When it was all done, after the storms and bile and falls, so many falls, a broken child hid her face in her arms and wept. Kamila Valieva had lost and was lost.
Fourth place. Is it the worst place? Maybe. Or possibly that goes for simply being here, in this arena, under those lights and after that hearing and so many questions. What happened to her? What did they do? Why?
Perhaps we will find a few answers in time. Possibly we won’t. But what we know is that a 15-year-old with all of the world records in her hands was buried on Thursday night by the weight of a global scandal on her shoulders.
Russian Kamila Valieva competed in the free skate amid uproar over her failed doping test
It drilled her into the ice, not once but twice. Heavy falls, both after her signature quad jumps, to go with stumbles, slips and mis-steps, totalling her worst score for the free skate in more than two years – 141.93, more than 50 off her unprecedented best.
So a day that started with her in first ended off the podium, and all to the undulating rhythms of Ravel’s Bolero.
We know that tune well at home – it was Torvill and Dean’s when they scored those perfect numbers.
To think, they called Valieva ‘Miss Perfect’ not so long ago; they call her other things now, and whatever we know about Russian doping, and because of it, this was above all a tragedy. A sporting murder of an innocent by serial offenders? We’ll see.
Whatever the roots, Valieva cried and staggered her way to the gate. As she left, one of the mysteries of this piece, her formidable coach Eteri Tutberidze, was waiting. ‘Why did you let it go?’ she asked, according to the translation of Russian media. ‘Explain to me, why. Why did you stop fighting? You let it go. Why?’
The 15-year-old Russian left the ice in tears after her error-strewn performance performance
And why, once more, is as big a question as the what in all this.
Why, with a skater considered the greatest in history, would it be necessary? Why would she, a child, need a banned angina medication, and two others? Why take the biggest talent a sport has seen and feel the need to give it a nudge? And why, when these charlatans repeatedly bring the wrong bottles, do they keep getting an invite to the party?
We couldn’t put any of this to Valieva, because when she was free of Tutberidze, she passed through the interview areas without comment. No blaming her for that, this so-called ‘protected person’ whose interests were apparently being served by the Court of Arbitration when they issued their reprieve on Monday.
Their fear was that a suspension would do ‘irreparable harm’; alas, they tagged the fish and released it straight into a boiling pot.
Valieva finished fourth in free skate after an error-strewn performance as the world watched
But at least the International Olympic Committee didn’t have to go through with their plan of scrapping the medal ceremony. That and an asterisk were their solution if Valieva had finished in the top three.
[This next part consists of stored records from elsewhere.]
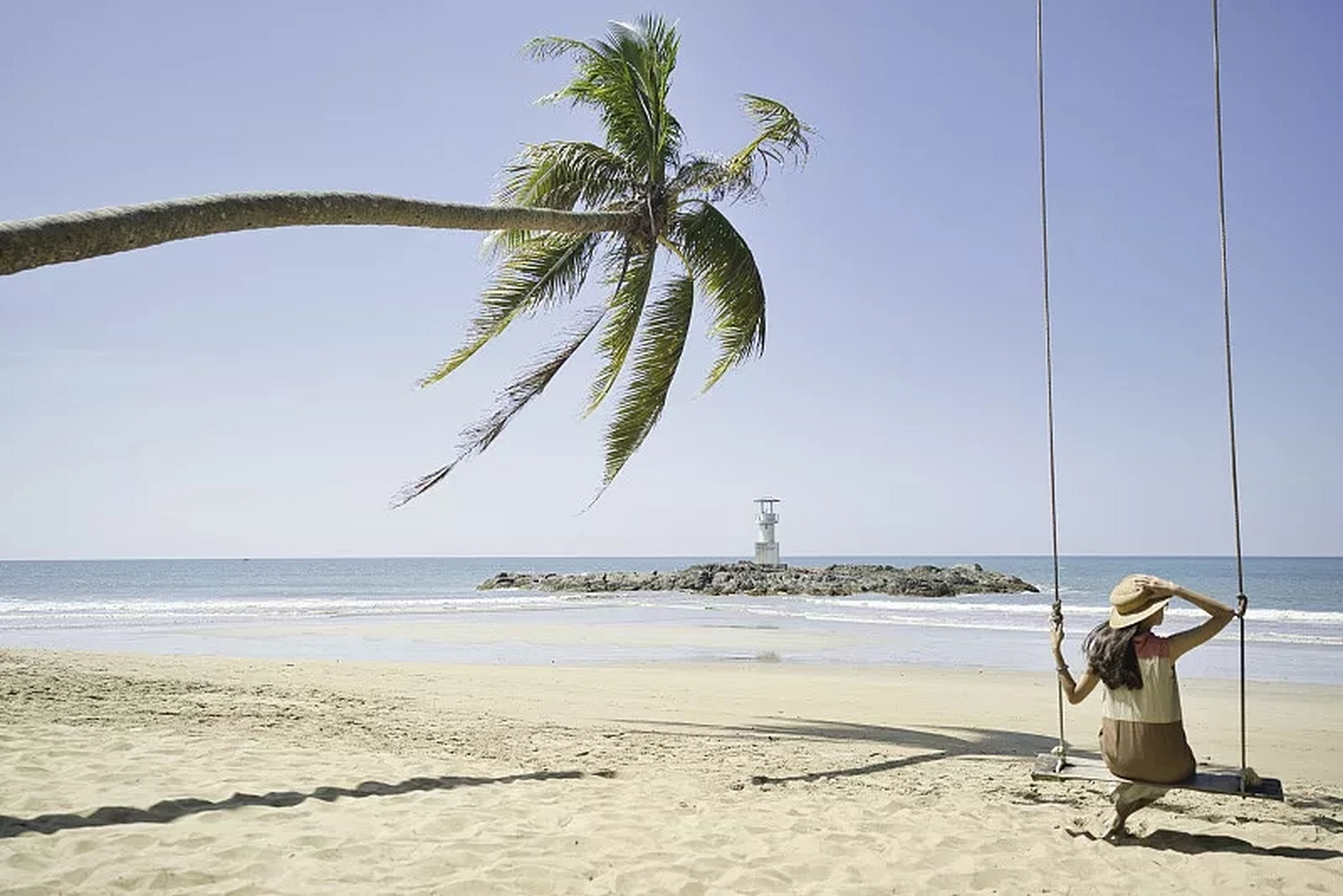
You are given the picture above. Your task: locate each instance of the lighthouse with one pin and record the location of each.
(767, 550)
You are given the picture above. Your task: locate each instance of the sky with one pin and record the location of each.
(256, 394)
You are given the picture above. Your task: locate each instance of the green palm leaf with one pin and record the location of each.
(626, 78)
(784, 137)
(531, 383)
(655, 363)
(564, 175)
(639, 169)
(538, 270)
(725, 269)
(632, 279)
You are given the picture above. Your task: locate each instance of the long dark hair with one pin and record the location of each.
(1113, 656)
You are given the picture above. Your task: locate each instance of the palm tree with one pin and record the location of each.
(563, 207)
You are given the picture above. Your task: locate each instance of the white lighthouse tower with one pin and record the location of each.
(767, 550)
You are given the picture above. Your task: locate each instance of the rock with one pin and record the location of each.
(750, 578)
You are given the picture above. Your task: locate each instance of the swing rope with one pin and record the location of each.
(1056, 615)
(1227, 332)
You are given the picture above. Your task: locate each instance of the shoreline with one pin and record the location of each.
(652, 777)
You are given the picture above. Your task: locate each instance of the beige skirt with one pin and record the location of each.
(1146, 751)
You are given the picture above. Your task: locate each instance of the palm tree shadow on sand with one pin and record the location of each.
(940, 742)
(1179, 841)
(951, 742)
(169, 811)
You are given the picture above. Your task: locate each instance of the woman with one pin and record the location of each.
(1142, 734)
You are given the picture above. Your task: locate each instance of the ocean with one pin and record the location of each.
(427, 609)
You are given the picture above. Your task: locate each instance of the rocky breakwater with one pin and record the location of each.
(753, 580)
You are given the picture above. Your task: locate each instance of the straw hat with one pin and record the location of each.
(1138, 597)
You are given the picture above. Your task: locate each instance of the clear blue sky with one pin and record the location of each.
(254, 394)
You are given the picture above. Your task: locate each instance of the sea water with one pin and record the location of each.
(330, 609)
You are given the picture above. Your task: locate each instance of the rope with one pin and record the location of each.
(1056, 615)
(1227, 331)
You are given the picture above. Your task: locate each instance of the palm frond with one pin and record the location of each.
(721, 262)
(708, 178)
(625, 78)
(784, 137)
(564, 175)
(538, 270)
(655, 363)
(531, 383)
(632, 274)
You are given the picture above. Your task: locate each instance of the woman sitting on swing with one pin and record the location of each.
(1142, 735)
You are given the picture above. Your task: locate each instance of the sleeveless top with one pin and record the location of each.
(1142, 732)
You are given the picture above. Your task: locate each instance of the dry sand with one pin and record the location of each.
(187, 774)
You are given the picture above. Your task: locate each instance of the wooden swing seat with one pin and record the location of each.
(1078, 769)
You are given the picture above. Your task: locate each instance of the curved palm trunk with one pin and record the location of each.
(104, 232)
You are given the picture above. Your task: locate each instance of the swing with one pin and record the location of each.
(1059, 764)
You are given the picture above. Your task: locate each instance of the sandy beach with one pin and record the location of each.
(124, 773)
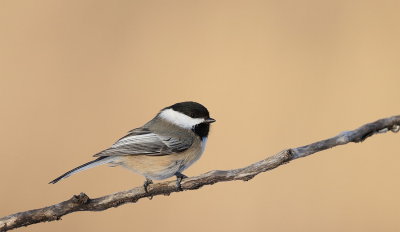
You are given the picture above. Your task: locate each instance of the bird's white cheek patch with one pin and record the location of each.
(180, 119)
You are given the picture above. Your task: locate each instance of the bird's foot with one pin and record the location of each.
(146, 184)
(179, 178)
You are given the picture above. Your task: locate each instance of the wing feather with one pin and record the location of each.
(145, 142)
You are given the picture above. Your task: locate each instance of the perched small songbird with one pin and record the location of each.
(164, 147)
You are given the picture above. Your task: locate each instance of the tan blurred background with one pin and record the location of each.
(77, 75)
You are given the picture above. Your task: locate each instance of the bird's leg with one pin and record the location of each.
(179, 178)
(146, 184)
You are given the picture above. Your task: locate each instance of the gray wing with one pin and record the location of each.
(142, 141)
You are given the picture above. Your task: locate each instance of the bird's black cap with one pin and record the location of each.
(191, 109)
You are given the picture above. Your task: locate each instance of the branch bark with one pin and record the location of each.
(82, 202)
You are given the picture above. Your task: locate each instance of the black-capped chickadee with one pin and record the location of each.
(164, 147)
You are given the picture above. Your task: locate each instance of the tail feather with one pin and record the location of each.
(91, 164)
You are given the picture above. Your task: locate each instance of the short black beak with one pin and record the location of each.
(209, 120)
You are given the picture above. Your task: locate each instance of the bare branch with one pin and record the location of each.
(82, 202)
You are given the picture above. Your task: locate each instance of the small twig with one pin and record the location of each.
(82, 202)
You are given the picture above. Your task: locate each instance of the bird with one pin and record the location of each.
(162, 148)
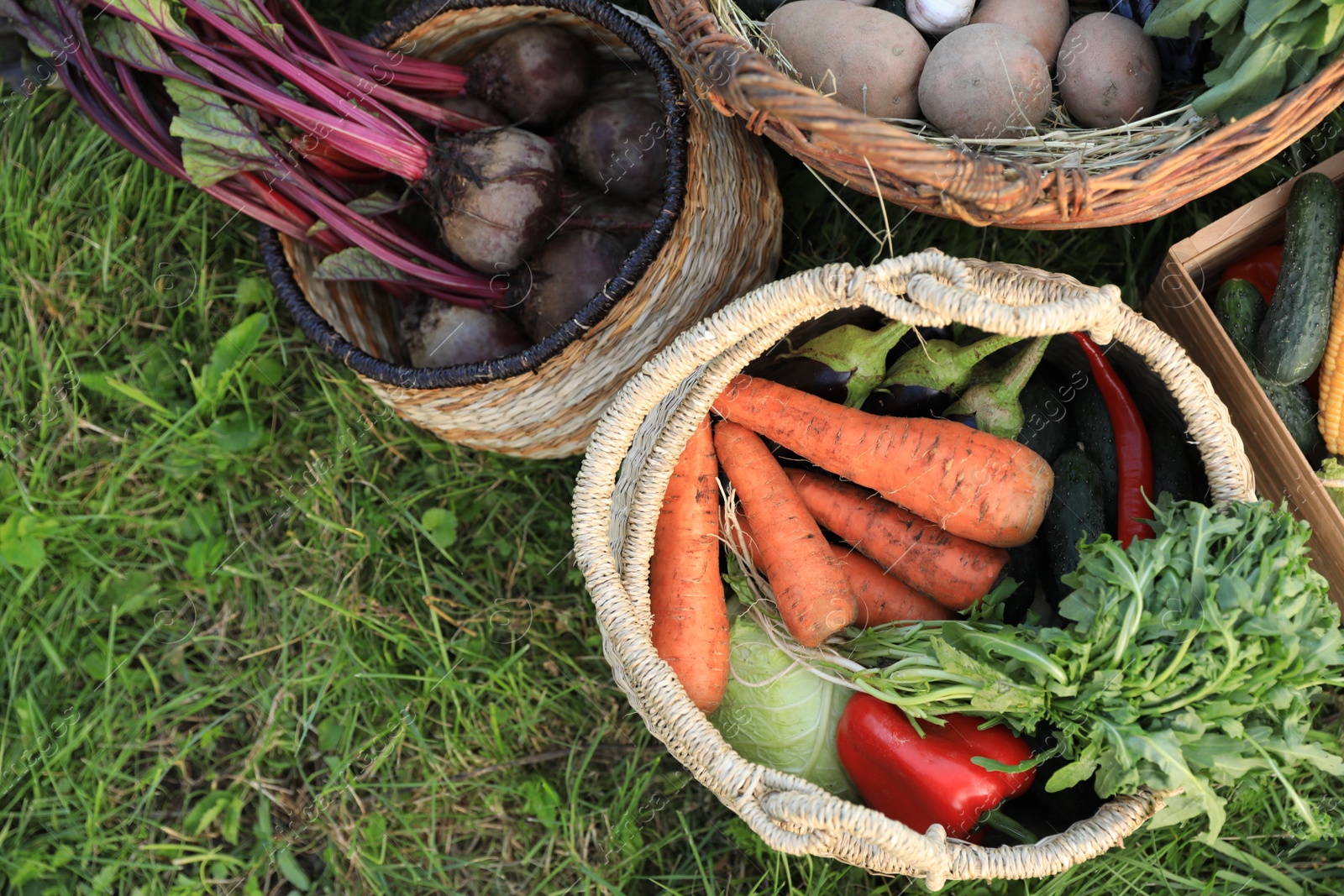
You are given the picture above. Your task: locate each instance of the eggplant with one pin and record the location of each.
(927, 378)
(843, 364)
(996, 405)
(907, 401)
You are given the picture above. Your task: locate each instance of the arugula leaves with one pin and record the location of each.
(1191, 661)
(1267, 46)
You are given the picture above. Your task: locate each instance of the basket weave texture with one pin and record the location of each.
(864, 152)
(642, 436)
(723, 241)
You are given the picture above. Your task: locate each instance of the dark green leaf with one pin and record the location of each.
(356, 264)
(230, 354)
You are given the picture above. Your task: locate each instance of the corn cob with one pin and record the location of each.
(1331, 402)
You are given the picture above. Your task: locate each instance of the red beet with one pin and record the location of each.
(441, 335)
(618, 145)
(534, 74)
(496, 191)
(562, 278)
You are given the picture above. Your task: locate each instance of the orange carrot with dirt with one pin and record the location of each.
(953, 571)
(811, 589)
(882, 598)
(972, 484)
(685, 590)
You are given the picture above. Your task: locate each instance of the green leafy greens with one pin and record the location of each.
(1267, 46)
(1191, 661)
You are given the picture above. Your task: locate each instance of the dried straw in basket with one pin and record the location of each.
(721, 239)
(988, 186)
(640, 437)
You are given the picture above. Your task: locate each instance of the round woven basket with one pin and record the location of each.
(642, 436)
(717, 235)
(944, 179)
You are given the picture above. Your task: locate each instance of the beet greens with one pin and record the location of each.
(279, 118)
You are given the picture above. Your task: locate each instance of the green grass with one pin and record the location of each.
(259, 636)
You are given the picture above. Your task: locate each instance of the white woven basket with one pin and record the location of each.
(640, 437)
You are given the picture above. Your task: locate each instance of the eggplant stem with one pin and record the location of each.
(1007, 825)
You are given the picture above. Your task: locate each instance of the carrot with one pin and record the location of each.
(882, 598)
(972, 484)
(685, 590)
(953, 571)
(811, 589)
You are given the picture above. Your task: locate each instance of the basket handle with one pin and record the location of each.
(980, 188)
(998, 298)
(937, 859)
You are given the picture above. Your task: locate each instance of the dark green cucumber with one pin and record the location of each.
(1171, 461)
(1025, 567)
(1241, 309)
(1077, 511)
(1045, 417)
(1297, 409)
(1292, 340)
(1092, 425)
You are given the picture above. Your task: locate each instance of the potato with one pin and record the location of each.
(985, 81)
(870, 60)
(1109, 71)
(1043, 22)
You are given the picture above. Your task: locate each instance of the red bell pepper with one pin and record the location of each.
(927, 781)
(1260, 269)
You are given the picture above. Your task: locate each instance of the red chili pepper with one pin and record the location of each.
(1133, 453)
(927, 781)
(1261, 269)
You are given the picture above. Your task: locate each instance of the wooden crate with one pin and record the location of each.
(1178, 304)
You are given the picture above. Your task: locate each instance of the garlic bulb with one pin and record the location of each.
(940, 16)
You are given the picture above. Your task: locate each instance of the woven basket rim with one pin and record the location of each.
(976, 186)
(635, 36)
(643, 434)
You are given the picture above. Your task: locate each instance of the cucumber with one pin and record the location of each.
(1297, 409)
(1077, 511)
(1045, 426)
(1171, 461)
(1292, 338)
(1025, 566)
(1095, 434)
(1241, 309)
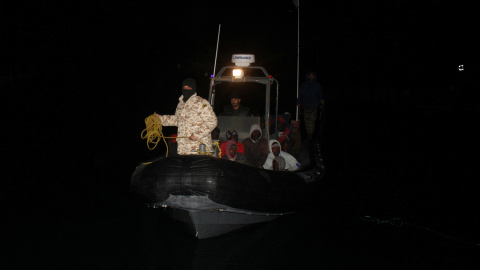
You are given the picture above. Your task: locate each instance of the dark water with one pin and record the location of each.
(69, 206)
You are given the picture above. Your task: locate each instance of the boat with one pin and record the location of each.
(212, 196)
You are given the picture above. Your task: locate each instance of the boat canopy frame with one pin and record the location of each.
(267, 80)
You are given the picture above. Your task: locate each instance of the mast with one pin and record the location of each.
(297, 3)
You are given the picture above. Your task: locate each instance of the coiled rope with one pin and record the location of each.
(153, 134)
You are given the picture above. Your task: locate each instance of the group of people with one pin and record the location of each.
(197, 124)
(256, 151)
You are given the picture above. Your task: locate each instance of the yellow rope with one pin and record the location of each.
(153, 134)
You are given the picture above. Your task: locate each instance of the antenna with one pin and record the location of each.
(211, 94)
(216, 52)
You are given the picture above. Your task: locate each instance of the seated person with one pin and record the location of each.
(232, 153)
(275, 151)
(278, 164)
(256, 147)
(216, 135)
(285, 145)
(235, 108)
(232, 135)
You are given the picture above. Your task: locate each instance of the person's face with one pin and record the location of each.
(276, 150)
(233, 151)
(275, 165)
(235, 102)
(255, 135)
(285, 147)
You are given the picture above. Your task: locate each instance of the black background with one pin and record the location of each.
(400, 140)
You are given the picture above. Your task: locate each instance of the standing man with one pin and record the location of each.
(194, 118)
(310, 99)
(235, 108)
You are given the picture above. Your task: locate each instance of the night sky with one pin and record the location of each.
(79, 77)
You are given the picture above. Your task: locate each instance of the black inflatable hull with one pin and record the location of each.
(213, 196)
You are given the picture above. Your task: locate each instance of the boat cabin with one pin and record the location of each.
(242, 74)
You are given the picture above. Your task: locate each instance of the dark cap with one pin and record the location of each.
(190, 82)
(234, 94)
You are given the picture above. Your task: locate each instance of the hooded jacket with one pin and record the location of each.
(256, 151)
(291, 163)
(195, 116)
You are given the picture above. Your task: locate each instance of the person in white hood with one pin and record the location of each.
(255, 147)
(291, 164)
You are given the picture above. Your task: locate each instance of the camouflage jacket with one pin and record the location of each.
(195, 117)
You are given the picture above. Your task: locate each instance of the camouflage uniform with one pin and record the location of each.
(195, 117)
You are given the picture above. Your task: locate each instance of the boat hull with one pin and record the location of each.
(213, 196)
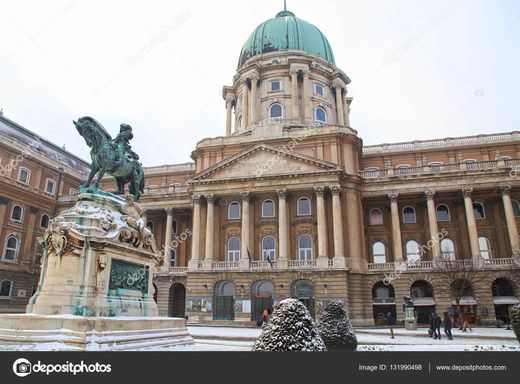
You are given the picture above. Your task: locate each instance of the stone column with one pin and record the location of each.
(472, 224)
(339, 102)
(168, 238)
(396, 227)
(195, 243)
(294, 95)
(510, 218)
(283, 228)
(253, 103)
(322, 222)
(337, 224)
(244, 259)
(432, 221)
(245, 107)
(306, 99)
(229, 108)
(210, 231)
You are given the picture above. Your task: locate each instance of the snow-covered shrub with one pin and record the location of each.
(514, 313)
(336, 329)
(290, 328)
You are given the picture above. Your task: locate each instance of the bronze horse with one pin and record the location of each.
(106, 157)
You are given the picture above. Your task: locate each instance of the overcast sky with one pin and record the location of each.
(419, 69)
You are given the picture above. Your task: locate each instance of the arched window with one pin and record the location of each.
(234, 210)
(321, 115)
(485, 247)
(376, 216)
(478, 210)
(412, 251)
(268, 208)
(234, 249)
(17, 213)
(379, 252)
(443, 213)
(11, 248)
(173, 255)
(303, 206)
(275, 111)
(409, 215)
(268, 248)
(44, 222)
(305, 251)
(421, 288)
(5, 288)
(516, 207)
(448, 249)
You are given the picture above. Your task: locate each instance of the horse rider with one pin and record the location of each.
(122, 142)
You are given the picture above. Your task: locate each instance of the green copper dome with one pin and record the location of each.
(286, 32)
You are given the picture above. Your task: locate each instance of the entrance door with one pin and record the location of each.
(224, 308)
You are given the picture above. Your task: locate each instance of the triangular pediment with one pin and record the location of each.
(265, 161)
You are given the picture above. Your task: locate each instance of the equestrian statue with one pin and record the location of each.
(114, 156)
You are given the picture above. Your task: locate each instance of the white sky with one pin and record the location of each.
(419, 69)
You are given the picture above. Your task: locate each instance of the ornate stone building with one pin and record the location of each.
(290, 203)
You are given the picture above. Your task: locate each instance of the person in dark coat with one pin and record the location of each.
(447, 326)
(390, 321)
(436, 326)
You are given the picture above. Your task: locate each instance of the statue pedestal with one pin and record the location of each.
(95, 289)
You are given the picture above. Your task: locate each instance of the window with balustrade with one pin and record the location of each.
(375, 216)
(484, 247)
(443, 213)
(413, 252)
(409, 216)
(234, 211)
(448, 249)
(233, 249)
(379, 252)
(305, 248)
(268, 248)
(268, 208)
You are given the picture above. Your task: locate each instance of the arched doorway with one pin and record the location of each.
(383, 301)
(262, 293)
(224, 301)
(177, 301)
(503, 298)
(303, 290)
(421, 293)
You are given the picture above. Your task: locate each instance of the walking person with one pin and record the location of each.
(447, 326)
(436, 326)
(390, 321)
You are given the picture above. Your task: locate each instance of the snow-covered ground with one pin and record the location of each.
(369, 339)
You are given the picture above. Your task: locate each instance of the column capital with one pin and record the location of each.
(282, 193)
(505, 189)
(245, 196)
(335, 189)
(467, 191)
(320, 190)
(393, 197)
(430, 194)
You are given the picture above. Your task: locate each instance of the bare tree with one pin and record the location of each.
(455, 278)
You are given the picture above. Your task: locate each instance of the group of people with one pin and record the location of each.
(435, 325)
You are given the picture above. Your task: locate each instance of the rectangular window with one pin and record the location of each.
(276, 85)
(24, 175)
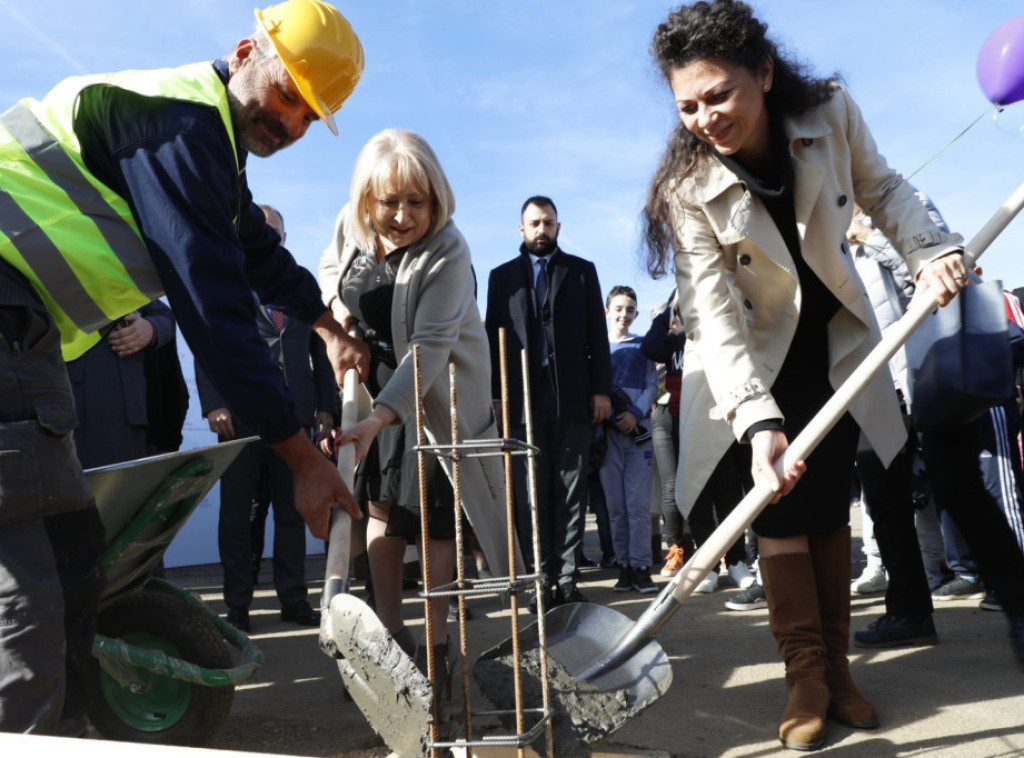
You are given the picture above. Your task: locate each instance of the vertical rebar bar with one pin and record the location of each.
(421, 460)
(542, 634)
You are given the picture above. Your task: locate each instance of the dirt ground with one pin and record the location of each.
(961, 698)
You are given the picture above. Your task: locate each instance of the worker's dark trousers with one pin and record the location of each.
(50, 535)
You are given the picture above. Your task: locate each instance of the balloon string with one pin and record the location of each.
(947, 144)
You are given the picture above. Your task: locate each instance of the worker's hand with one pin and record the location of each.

Instead, it was filled by her team-mates, Anna Shcherbakova and Alexandra Trusova, and Japan’s Kaori Sakamoto in bronze.
This being figure skating, there was drama in all of that, too. Trusova, an undiscovered gem to those of us who only drop in every four years, had been remarkable.
She attempted five quads, even more than Valieva, and loaded with attitude, the red-haired woman of 17 nailed them all. When Shcherbakova, same age but more reserved in routine and style, pulled off a flawless performance, Trusova flew into a stunning rage.
The 15-year-old figure skater is at the centre of the latest Olympic doping scandal
‘I hate, hate, hate,’ she said, before telling her Russian entourage that she wouldn’t attend the medal ceremony.
‘I won’t go there, I don’t understand. I hate. Leave me alone. I won’t go on the ice again.’
Tutberidze tried to have a word, but was shunted aside.
‘I will never go on the ice again in my life,’ she was heard saying via the broadcast in Russia.
‘I hate this sport, I hate it! You can’t do it this way. You can’t do it this way. Everyone has a gold medal, but not me.’
By the time she attended the press conference she had calmed down, but still objected to the scoring and seemed irked in disclosing how Tutberidze had suggested she simplify her routine. ‘My coach said maybe four quads and I said no. I said five. And I am more than happy I did five.
‘I am not happy with the result and that is why I was angry and disappointed.’
Fellow Russian Anna Shcherbakova won gold ahead of Alexandra Trusova and Kaori Sakamoto
As for any thoughts on her junior colleague, Valieva, gone and silent? She would not comment. Nor would Shcherbakova, who is now the world and Olympic champion.
‘I feel a lot of pleasure,’ she said. ‘This is what I work towards every day. I feel happiness and also an emptiness inside somehow.’
She didn’t expand on that last part, but perhaps we can guess. Her sport is a hard one. Busting a gut and ankles and knees and tear ducts is the standard price of admission, let alone to the top step.
In another year, Shcherbakova would get greater billing in these pages and others for her efforts. In another year she would be the story all on her own.
But not in the Games of the asterisk. Not in the lee of a massive storm and the little girl lost in the middle of it. A depressing tale, really.